Nr. 259/2009 - 11.12.2009

Exzellenzinitiative: Universität mit offenem Konzept für Nachwuchswissenschaftler erfolgreich

(pug) Die Universität Göttingen richtet mit Fördermitteln aus der Exzellenzinitiative vier weitere Nachwuchsgruppen ein, die ohne thematische Einschränkung, allein orientiert an den Interessen und Forschungsprofilen der Leiter, ausgewählt worden sind.
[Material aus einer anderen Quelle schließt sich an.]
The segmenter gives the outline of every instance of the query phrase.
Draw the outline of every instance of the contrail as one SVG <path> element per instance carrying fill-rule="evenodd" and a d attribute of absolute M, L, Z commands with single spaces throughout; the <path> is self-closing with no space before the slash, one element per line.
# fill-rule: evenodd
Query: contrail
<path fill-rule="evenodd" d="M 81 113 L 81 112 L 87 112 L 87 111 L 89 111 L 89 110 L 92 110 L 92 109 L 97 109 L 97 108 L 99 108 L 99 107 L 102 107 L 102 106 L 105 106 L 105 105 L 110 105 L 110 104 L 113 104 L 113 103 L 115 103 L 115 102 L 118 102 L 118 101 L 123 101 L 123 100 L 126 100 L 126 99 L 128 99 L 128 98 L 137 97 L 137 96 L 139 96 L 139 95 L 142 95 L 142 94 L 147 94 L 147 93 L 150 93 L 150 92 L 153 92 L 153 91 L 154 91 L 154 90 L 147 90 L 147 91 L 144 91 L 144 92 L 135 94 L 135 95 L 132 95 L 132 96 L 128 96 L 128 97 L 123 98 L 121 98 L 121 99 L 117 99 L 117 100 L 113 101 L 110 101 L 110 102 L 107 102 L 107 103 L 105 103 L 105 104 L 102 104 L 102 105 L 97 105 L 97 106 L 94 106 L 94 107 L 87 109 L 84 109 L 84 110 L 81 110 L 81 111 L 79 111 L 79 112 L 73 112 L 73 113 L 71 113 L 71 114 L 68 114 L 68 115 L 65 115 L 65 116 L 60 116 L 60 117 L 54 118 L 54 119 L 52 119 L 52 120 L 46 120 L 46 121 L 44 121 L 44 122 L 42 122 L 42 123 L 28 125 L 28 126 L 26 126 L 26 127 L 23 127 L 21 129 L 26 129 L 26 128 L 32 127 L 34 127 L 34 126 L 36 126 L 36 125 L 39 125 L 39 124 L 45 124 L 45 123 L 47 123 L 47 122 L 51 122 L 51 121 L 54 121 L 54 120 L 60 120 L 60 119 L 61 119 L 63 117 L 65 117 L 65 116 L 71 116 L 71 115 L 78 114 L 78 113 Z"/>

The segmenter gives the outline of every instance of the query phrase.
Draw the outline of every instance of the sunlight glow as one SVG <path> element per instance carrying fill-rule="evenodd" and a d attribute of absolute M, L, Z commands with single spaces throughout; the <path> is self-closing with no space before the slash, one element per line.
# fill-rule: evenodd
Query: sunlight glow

Mit diesem Konzept der Free Floater ist sie erfolgreich im internationalen Wettbewerb um die besten Köpfe: Für die Leitung der Gruppen konnte die Hochschule eine herausragende Nachwuchswissenschaftlerin sowie drei herausragende Nachwuchswissenschaftler gewinnen, die zuvor in Portugal, Großbritannien und den USA geforscht haben. „Unser in Deutschland einzigartiges Free Floater-Konzept macht es uns möglich, das Forschungsprofil der Universität um neue interdisziplinäre Ansätze zu erweitern und gleichzeitig Nachwuchswissenschaftlern einen attraktiven Karriereweg anzubieten“, so Universitätspräsident Prof. Dr. Kurt von Figura. Das offene Konzept wird bereits von weiteren Hochschulen in Deutschland mit Interesse verfolgt. Themen der vier neuen Free Floater-Nachwuchsgruppen sind das Verhalten von Biomolekülen, die Erweiterung des genetischen Codes, die Artenvielfalt und der Spracherwerb bei Kindern. Bereits im vergangenen Jahr wurden solche Gruppen in den Musikwissenschaften, den Sozialwissenschaften, der Germanistik und der Mathematik gegründet.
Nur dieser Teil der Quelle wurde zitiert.